Saturday, 18 July 2015

S4L Presents: The Best Debut Albums #19 - Crocodiles - Echo and the Bunnymen

 Dedicated to my mate Stuart Crawford
He is forever telling me that Echo and the Bunnymen are the best band in the world!
Back in May 1979 a new band came across my path with a very interesting sound, like something I had never heard of before and they were from Liverpool. That band were Echo and the Bunnymen and the record in question was their debut single on Zoo Records, 'The Pictures on my Wall' with 'Read It In Books' on the B-Side. For me it still sounds like a fantastic single and it was merely a forerunner of what was to come.

 Released 18th July 1980
Korova
Produced by Bill Drummond, David Balfe, Ian Broudie
UK Chart #17

Personnel
Ian McCulloch – vocals, guitar
Will Sergeant – lead guitar
Les Pattinson – bass
Pete de Freitas – drums


A year after their debut release they had been picked by Korova which was an imprint of WEA Records and Echo and the Bunnymen were the first band to release on it with the song 'Rescue'. Whilst only slightly denting the lower reaches of the charts (#62 can maybe be called tickling the chart rather than actually denting it!). Ian Broudie produced the single (yes him of The Lightning Seeds fame! - but that was yet to come at this stage of his life).
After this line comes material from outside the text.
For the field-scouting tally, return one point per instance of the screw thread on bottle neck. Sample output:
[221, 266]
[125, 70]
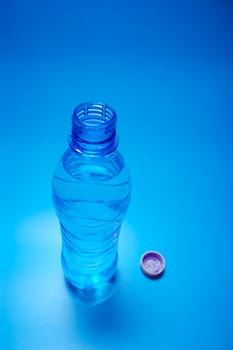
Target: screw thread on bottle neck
[94, 128]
The music on Crocodiles is generally dark and moody: In 1980, New Musical Express described McCulloch's lyrics as a being "scattered with themes of sorrow, horror, and despair, themes that are reinforced by stormy animal/sexual imagery" and American music magazine Creem described Crocodiles as "a moody, mysterious, fascinating record". In 1981 music journalist David Fricke, writing for Rolling Stone magazine, said, "Instead of dope, McCulloch trips out on his worst fears: isolation, death and emotional bankruptcy."
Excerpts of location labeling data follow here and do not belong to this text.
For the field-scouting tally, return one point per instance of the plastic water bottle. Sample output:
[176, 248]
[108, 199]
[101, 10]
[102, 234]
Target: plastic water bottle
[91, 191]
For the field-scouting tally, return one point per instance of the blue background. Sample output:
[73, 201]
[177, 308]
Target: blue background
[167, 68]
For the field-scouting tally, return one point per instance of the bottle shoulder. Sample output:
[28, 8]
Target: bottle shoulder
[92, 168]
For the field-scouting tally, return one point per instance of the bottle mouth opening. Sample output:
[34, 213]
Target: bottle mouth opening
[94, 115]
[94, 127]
Two tracks, "Do It Clean" and "Read It in Books", were included on the cassette but initially omitted from the LP version of the album because the managing director of Warner Bros., Rob Dickins, thought that they contained obscenities. Dickins realised his error and the tracks were included on the American version of the album, which was released by Sire Records on 17 December 1980.
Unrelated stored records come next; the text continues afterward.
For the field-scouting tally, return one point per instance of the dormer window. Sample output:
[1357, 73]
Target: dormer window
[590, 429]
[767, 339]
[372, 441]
Their next four albums would break the Top Ten: Heaven Up There (1981 #10), Porcupine (1983 #2), Ocean Rain (1984 #4) and Echo and the Bunnymen (1987 #4). Along the pathway of that journey there would be an armful of what would become Classic Echo and the Bunnymen tunes: A Promise, The Back of Love, The Cutter, Never Stop, The Killing Moon, Seven Seas, Bring On The Dancing Horses, and Lips Like Sugar to name but a few.